The Get Up Kids are all grown up

Erin Randolph

Waking up at 6 a.m. and watching “Teletubbies” on television doesn’t exactly sound like a stereotypical Tuesday morning for a successful musician in an independent band as accomplished as The Get Up Kids.

But for Matt Pryor, guitarist and vocalist, this is standard since Lillian, his 8-month-old daughter, came into his life.

OK, so he fell asleep on the couch while his daughter watched “Teletubbies,” but the point is that The Get Up Kids are all grown up. Four out of five members are now married, including Pryor, and their maturity abounds from their latest release, “On a Wire.”

Though the members of The Get Up Kids are consistently used to define the ambiguous “emo” tag, more accurately they’re a Midwestern rock ‘n’ roll band. Not John Mellencamp. The Replacements.

Since the band’s debut in 1996, three full-length CDs, one retrospective collection of singles and rarities, and a slew of EPs and seven-inch records have followed. The Get Up Kids are signed to one of the most prominent indie labels, Vagrant Records, alongside Dashboard Confessional and Saves the Day.

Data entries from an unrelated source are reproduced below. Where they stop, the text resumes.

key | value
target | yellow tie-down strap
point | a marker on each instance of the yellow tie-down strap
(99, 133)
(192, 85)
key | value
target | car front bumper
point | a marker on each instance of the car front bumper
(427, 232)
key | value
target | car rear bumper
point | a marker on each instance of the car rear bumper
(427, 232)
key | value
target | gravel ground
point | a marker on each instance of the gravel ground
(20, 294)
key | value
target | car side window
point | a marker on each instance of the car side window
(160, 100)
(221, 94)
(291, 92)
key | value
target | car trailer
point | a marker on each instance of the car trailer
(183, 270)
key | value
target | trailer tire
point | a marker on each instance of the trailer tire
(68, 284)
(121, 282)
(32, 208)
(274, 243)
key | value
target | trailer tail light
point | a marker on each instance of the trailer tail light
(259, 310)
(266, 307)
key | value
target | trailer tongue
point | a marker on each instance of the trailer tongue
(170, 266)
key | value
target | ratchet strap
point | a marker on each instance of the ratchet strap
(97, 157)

With a band, a wife, a baby, a new recording studio, a mail-order business and an upcoming tour that will stop in Omaha on Saturday and Iowa City on Sunday, Pryor has learned the value of multitasking.

On this particular afternoon, while speaking from a cell phone, he is driving from his house in Lawrence, Kan., to the band’s newly acquired recording studio, The Black Lodge.

It’s 2:38 p.m., and quiet crunching noises can be heard between Pryor’s sentences.

“I’m eating a carrot. I’m sorry, I haven’t eaten anything all day,” Pryor apologizes. “I can talk on the phone, eat a carrot and drive at the same time.”

The Black Lodge, formerly known as Red House Recordings, was the site where many Get Up Kid albums were recorded, including much of 2001’s “Eudora.” Though one would think there would be nostalgic motives behind purchasing the studio, Pryor insists this is not the case.

“Uh, I don’t know if nostalgia’s the right word,” Pryor corrects. “The place was kind of a shitbox when we always recorded there before. There’s not a whole lot of nostalgia involved. It’s more of a ‘Hey, this place is cool. We should buy it and record our records at home instead of going out so much.'”

This stay-at-home way of thinking is new to The Get Up Kids, who Pryor says used to find any excuse to leave Lawrence, though the upcoming Midwest and European tour dates will mean Pryor will have to leave home in support of the band’s newest album. Pryor says “On a Wire,” which marks a departure from previous releases, is the result of not being afraid to try something new. Reviews have been mixed.

“People either love it or hate it,” Pryor says. “I don’t care. I like it. We’ve only ever made music for ourselves. If anybody else likes it, great. If they don’t, that’s cool too.”

The acoustic strumming opener and title track for “On a Wire” is actually a painful lament about Pryor’s own father. “You’re a few years overdue/ I spent them waiting here for you,” Pryor confesses on the track.

Now trying to be the father to Lillian that Pryor never had, he hopes he’s learned a thing or two about what not to do. “Do hope I won’t/ Learn to make/ The same mistakes/ That you would.”

With Pryor’s being a father, a husband, the lead vocalist and guitarist for The Get Up Kids, singer-songwriter in The New Amsterdams, and a co-owner of both The Black Lodge and a mail-order distribution business, what is his top priority at the end of the day?

Without hesitation, Pryor answers, “My daughter.”